The following arguments here briefly indicated are, with others, developed at length in Professor Hyslop's book. I shall not again go over those which circumstances have necessitated my explaining with sufficient clearness before in the course of this work.

To begin with, what is the origin of this telepathic hypothesis? Is it justified by the facts of experimental or spontaneous observation among psychologists? Certainly not; if we only reckoned the experiments and observations of official psychology, the hypothesis of telepathy, as we understand it, would be almost unfounded.

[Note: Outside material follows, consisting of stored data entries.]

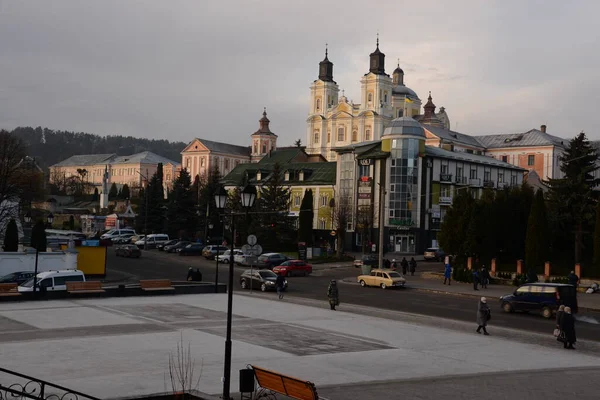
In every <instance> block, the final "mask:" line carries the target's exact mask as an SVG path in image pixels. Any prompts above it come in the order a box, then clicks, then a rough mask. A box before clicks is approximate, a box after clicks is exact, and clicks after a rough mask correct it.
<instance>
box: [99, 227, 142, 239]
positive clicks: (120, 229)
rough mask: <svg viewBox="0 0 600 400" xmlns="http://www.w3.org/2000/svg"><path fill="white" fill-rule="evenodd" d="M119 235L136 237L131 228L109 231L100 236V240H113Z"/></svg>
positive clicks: (112, 230)
mask: <svg viewBox="0 0 600 400" xmlns="http://www.w3.org/2000/svg"><path fill="white" fill-rule="evenodd" d="M121 235H132V236H133V235H136V233H135V229H131V228H125V229H111V230H110V231H108V232H106V233H105V234H103V235H102V236H100V239H114V238H116V237H119V236H121Z"/></svg>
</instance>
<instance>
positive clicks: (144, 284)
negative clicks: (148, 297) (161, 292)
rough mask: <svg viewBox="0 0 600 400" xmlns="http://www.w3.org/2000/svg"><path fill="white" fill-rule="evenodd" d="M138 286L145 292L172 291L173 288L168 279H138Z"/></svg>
mask: <svg viewBox="0 0 600 400" xmlns="http://www.w3.org/2000/svg"><path fill="white" fill-rule="evenodd" d="M140 287H141V288H142V290H144V291H146V292H158V291H172V290H175V288H174V287H173V285H172V284H171V281H170V280H168V279H148V280H143V281H140Z"/></svg>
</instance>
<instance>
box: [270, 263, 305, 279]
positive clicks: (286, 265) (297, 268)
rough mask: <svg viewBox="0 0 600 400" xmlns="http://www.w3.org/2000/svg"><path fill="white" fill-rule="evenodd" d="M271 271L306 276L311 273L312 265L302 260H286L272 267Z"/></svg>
mask: <svg viewBox="0 0 600 400" xmlns="http://www.w3.org/2000/svg"><path fill="white" fill-rule="evenodd" d="M273 272H275V273H276V274H283V276H306V275H310V274H311V273H312V265H310V264H307V263H306V261H302V260H288V261H285V262H283V263H282V264H281V265H278V266H276V267H274V268H273Z"/></svg>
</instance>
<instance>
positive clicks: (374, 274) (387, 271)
mask: <svg viewBox="0 0 600 400" xmlns="http://www.w3.org/2000/svg"><path fill="white" fill-rule="evenodd" d="M357 281H358V283H360V286H362V287H367V286H379V287H380V288H382V289H387V288H391V287H403V286H404V285H405V284H406V279H404V277H403V276H402V275H400V274H399V273H398V272H396V271H392V270H391V269H373V270H371V274H370V275H359V276H358V278H357Z"/></svg>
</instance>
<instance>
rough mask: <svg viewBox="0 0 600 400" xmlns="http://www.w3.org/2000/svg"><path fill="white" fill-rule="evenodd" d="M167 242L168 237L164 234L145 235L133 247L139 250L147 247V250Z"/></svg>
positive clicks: (155, 247) (136, 242) (138, 240)
mask: <svg viewBox="0 0 600 400" xmlns="http://www.w3.org/2000/svg"><path fill="white" fill-rule="evenodd" d="M168 241H169V235H165V234H164V233H153V234H151V235H146V237H145V238H143V239H141V240H138V241H137V242H135V245H136V246H137V247H139V248H144V247H148V248H149V249H155V248H156V246H158V245H159V244H163V243H166V242H168Z"/></svg>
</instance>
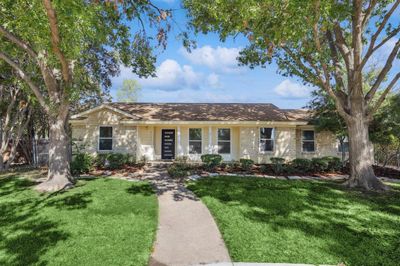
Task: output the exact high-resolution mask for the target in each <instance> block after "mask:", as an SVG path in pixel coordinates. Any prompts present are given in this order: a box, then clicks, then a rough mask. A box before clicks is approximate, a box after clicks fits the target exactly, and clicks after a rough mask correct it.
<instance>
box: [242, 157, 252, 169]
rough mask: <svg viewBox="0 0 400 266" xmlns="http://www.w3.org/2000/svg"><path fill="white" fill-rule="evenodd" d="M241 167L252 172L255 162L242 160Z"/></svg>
mask: <svg viewBox="0 0 400 266" xmlns="http://www.w3.org/2000/svg"><path fill="white" fill-rule="evenodd" d="M239 162H240V167H242V169H243V170H245V171H250V170H251V168H253V165H254V161H253V160H252V159H240V160H239Z"/></svg>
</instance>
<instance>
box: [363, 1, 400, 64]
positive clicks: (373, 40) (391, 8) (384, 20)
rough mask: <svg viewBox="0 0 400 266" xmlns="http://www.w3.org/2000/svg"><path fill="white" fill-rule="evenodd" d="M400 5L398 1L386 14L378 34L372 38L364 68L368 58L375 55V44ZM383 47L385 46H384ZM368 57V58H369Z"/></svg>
mask: <svg viewBox="0 0 400 266" xmlns="http://www.w3.org/2000/svg"><path fill="white" fill-rule="evenodd" d="M399 4H400V0H396V2H395V3H394V4H393V6H392V8H390V10H389V11H388V12H387V13H386V15H385V16H384V17H383V19H382V21H381V23H380V24H379V27H378V29H377V30H376V32H375V33H374V34H373V35H372V36H371V42H370V43H369V47H368V50H367V52H366V56H365V57H364V59H363V63H362V66H364V65H365V64H366V63H367V61H368V58H369V57H370V56H371V54H372V53H373V50H374V47H375V42H376V40H377V39H378V37H379V35H380V34H381V33H382V31H383V29H384V28H385V26H386V24H387V22H388V20H389V19H390V17H391V16H392V14H393V12H394V11H395V10H396V9H397V7H398V6H399ZM382 45H383V44H382ZM375 50H376V49H375ZM367 55H368V56H367Z"/></svg>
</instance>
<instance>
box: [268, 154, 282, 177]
mask: <svg viewBox="0 0 400 266" xmlns="http://www.w3.org/2000/svg"><path fill="white" fill-rule="evenodd" d="M270 160H271V163H272V169H273V170H274V173H275V174H281V173H282V172H283V170H284V163H285V159H284V158H281V157H271V158H270Z"/></svg>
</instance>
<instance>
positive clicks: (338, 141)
mask: <svg viewBox="0 0 400 266" xmlns="http://www.w3.org/2000/svg"><path fill="white" fill-rule="evenodd" d="M344 143H347V147H348V149H350V143H349V138H348V137H345V138H344V140H343V144H344ZM337 144H338V146H337V148H338V153H342V151H341V150H340V141H339V140H338V141H337ZM345 153H349V151H346V152H345Z"/></svg>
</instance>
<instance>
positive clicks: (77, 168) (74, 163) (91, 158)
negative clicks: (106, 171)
mask: <svg viewBox="0 0 400 266" xmlns="http://www.w3.org/2000/svg"><path fill="white" fill-rule="evenodd" d="M92 167H93V157H92V156H91V155H90V154H87V153H78V154H76V155H74V156H73V158H72V162H71V174H72V175H74V176H77V175H81V174H86V173H88V172H89V171H90V170H91V169H92Z"/></svg>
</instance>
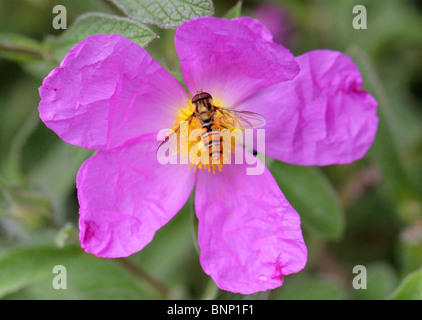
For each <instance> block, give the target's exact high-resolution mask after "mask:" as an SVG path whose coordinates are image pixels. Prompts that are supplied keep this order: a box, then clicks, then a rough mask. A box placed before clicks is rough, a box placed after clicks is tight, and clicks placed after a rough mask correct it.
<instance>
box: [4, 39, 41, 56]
mask: <svg viewBox="0 0 422 320" xmlns="http://www.w3.org/2000/svg"><path fill="white" fill-rule="evenodd" d="M42 57H43V48H42V45H41V43H39V42H37V41H35V40H33V39H30V38H28V37H25V36H22V35H20V34H16V33H0V58H5V59H9V60H12V61H16V62H27V61H33V60H39V59H41V58H42Z"/></svg>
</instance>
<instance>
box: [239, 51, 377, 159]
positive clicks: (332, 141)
mask: <svg viewBox="0 0 422 320" xmlns="http://www.w3.org/2000/svg"><path fill="white" fill-rule="evenodd" d="M297 61H298V63H299V65H300V68H301V70H300V73H299V75H298V76H297V77H296V78H295V79H294V80H293V81H291V82H289V83H282V84H280V85H276V86H273V87H271V88H268V89H264V90H261V91H260V92H259V93H258V94H256V95H255V96H254V97H251V98H250V99H248V100H247V101H244V103H243V104H242V106H241V108H242V109H245V110H250V111H255V112H258V113H260V114H261V115H263V116H264V117H265V118H266V119H267V125H266V127H265V129H266V132H265V133H266V142H267V143H266V145H265V154H266V155H268V156H270V157H273V158H276V159H279V160H281V161H284V162H288V163H292V164H298V165H330V164H345V163H350V162H353V161H355V160H357V159H360V158H362V157H363V156H364V155H365V153H366V152H367V150H368V149H369V147H370V146H371V145H372V142H373V141H374V138H375V134H376V131H377V124H378V118H377V114H376V113H377V102H376V100H375V99H374V98H373V97H372V96H371V95H370V94H369V93H367V92H366V91H364V90H362V89H361V86H362V76H361V74H360V72H359V70H358V68H357V66H356V65H355V64H354V63H353V61H352V60H351V59H350V58H349V57H348V56H346V55H344V54H342V53H340V52H336V51H329V50H316V51H311V52H308V53H306V54H304V55H302V56H300V57H298V58H297Z"/></svg>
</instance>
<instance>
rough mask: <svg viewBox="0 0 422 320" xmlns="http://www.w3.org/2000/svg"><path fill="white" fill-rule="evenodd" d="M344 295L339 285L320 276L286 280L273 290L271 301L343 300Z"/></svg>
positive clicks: (343, 298) (324, 277)
mask: <svg viewBox="0 0 422 320" xmlns="http://www.w3.org/2000/svg"><path fill="white" fill-rule="evenodd" d="M345 298H346V293H345V290H344V288H343V287H342V286H341V284H339V283H337V282H336V281H334V280H333V279H330V278H327V277H322V276H301V277H297V278H295V279H291V280H290V279H289V278H286V280H285V283H284V285H283V287H281V288H279V289H276V290H274V292H273V294H272V295H271V300H343V299H345Z"/></svg>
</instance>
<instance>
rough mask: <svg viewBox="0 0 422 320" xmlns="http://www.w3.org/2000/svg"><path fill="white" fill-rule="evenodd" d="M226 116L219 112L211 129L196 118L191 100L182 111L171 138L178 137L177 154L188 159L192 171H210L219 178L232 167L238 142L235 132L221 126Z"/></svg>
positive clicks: (169, 133)
mask: <svg viewBox="0 0 422 320" xmlns="http://www.w3.org/2000/svg"><path fill="white" fill-rule="evenodd" d="M222 116H223V115H222V114H221V113H220V112H218V111H216V112H215V113H214V116H213V119H214V121H213V124H212V126H211V130H210V129H206V128H204V126H203V125H202V123H201V121H200V120H199V119H198V118H197V117H196V115H195V107H194V106H193V104H192V102H191V101H190V100H188V101H186V106H185V107H183V108H181V109H180V110H179V112H178V113H177V116H176V121H175V122H174V124H173V127H172V129H171V131H170V132H169V133H168V136H169V137H170V136H175V137H173V138H174V141H176V143H174V147H173V148H171V150H172V152H173V154H179V155H180V158H181V159H187V162H184V163H188V164H189V169H192V170H194V172H196V170H202V169H204V170H206V171H208V172H210V173H211V172H212V173H213V174H216V173H217V172H222V171H223V165H224V164H226V163H230V160H231V157H232V154H234V151H235V146H236V139H235V134H234V132H233V128H231V127H228V126H226V125H222V124H221V123H220V118H221V117H222Z"/></svg>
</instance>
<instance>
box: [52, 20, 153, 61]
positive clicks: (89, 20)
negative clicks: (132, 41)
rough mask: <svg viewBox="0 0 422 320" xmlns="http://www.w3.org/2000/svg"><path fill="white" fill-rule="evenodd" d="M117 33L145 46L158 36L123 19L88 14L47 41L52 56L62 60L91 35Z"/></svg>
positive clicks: (148, 28) (134, 41) (139, 24)
mask: <svg viewBox="0 0 422 320" xmlns="http://www.w3.org/2000/svg"><path fill="white" fill-rule="evenodd" d="M115 33H118V34H120V35H122V36H125V37H126V38H128V39H130V40H132V41H133V42H135V43H137V44H138V45H140V46H141V47H145V46H147V45H148V44H149V43H150V42H151V41H152V40H154V39H156V38H158V36H157V35H156V34H155V33H154V32H153V31H152V30H151V29H150V28H148V27H146V26H145V25H143V24H141V23H139V22H137V21H134V20H131V19H128V18H123V17H118V16H114V15H108V14H103V13H94V12H88V13H85V14H83V15H81V16H79V17H78V18H77V19H76V20H75V21H74V22H73V24H72V25H71V26H70V28H69V29H67V30H66V31H65V32H64V33H63V34H61V35H60V36H59V37H57V38H53V39H47V42H49V43H50V45H51V46H52V49H53V52H52V56H53V57H54V58H56V59H57V60H59V61H60V60H61V59H63V58H64V56H65V55H66V53H67V52H68V51H69V50H70V49H71V48H72V47H73V46H74V45H75V44H76V43H78V42H80V41H82V40H84V39H85V38H86V37H88V36H90V35H93V34H115Z"/></svg>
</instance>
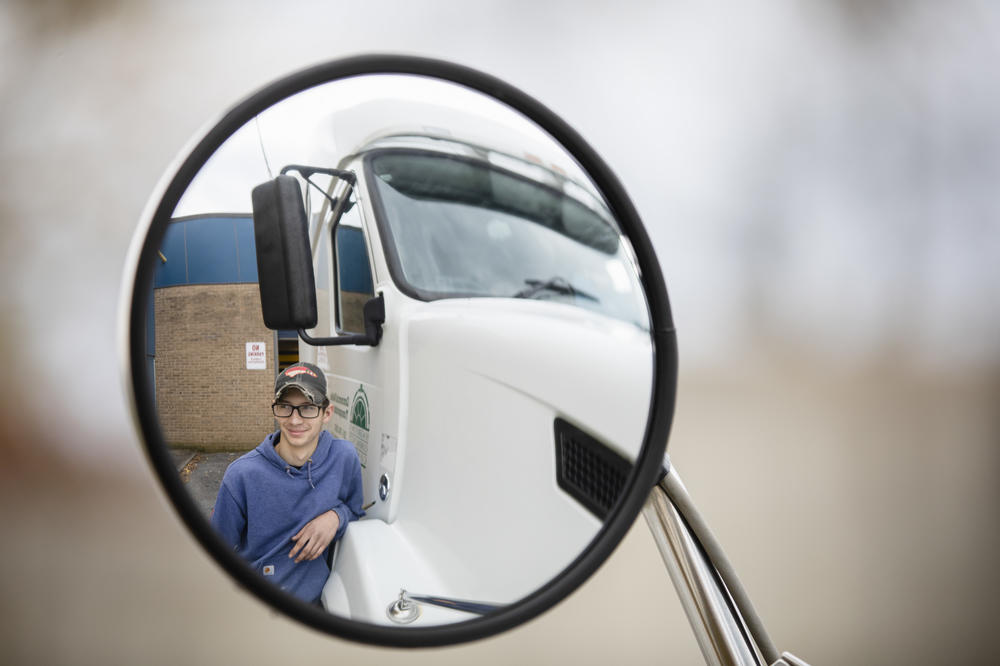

This hypothesis is in reality founded on our ignorance; we may admit it temporarily, because we are ignorant of the latent powers of the human mind, and because we have every reason to think these latent powers great and numerous. I think that the first wide use of it was made in the famous book by Gurney, Myers, and Podmore, _Phantasms of the Living_. The telepathic hypothesis might very well be admitted as an explanation of the facts recorded in that book, although the spiritualistic hypothesis would explain them as well, or even better. But when we are considering other facts, such as those of Mrs Piper's trance, for example, the telepathic hypothesis, in order to explain them, must be stretched beyond permitted limits.

In the first place, with regard to reading the consciousness of those present, it would seem that, if we were dealing with telepathy, the so-called communicator ought generally to bring out the facts of which the sitters have been thinking most intently. But this hardly ever happens; in Professor Hyslop's sittings it never happens. Certainly many of the incidents related were in the consciousness of the sitters, but the latter were not thinking about them till the communicator recalled them.

For the same way, if we were dealing with telepathy, it is to be supposed that the communicators would be the persons whom the sitters expect. Now this is far from being the case. In the fifteen years during which Mrs Piper's mediumship has been studied, a great number of communicators have appeared about whom nobody was thinking. Professor Hyslop, among others, says that he has met with several communicators whom he did not in the least expect. Others whom he expected did not appear. It is a fact worthy of remark that in Professor Hyslop's sittings only those persons appeared who were capable of telling something of a nature to prove their identity; the others seem to have been systematically put aside by Imperator, even when information concerning them was abundant in the consciousness and subconsciousness of the sitter.

It would seem that, if we were dealing with telepathy, the self-styled communicators would most easily utter the least remote ideas of the sitters' minds; the nearest, most vivid ideas ought to appear first. Now this is far from being the case. It seems to make no difference to the communicator whether the idea is familiar or otherwise to the minds of the living.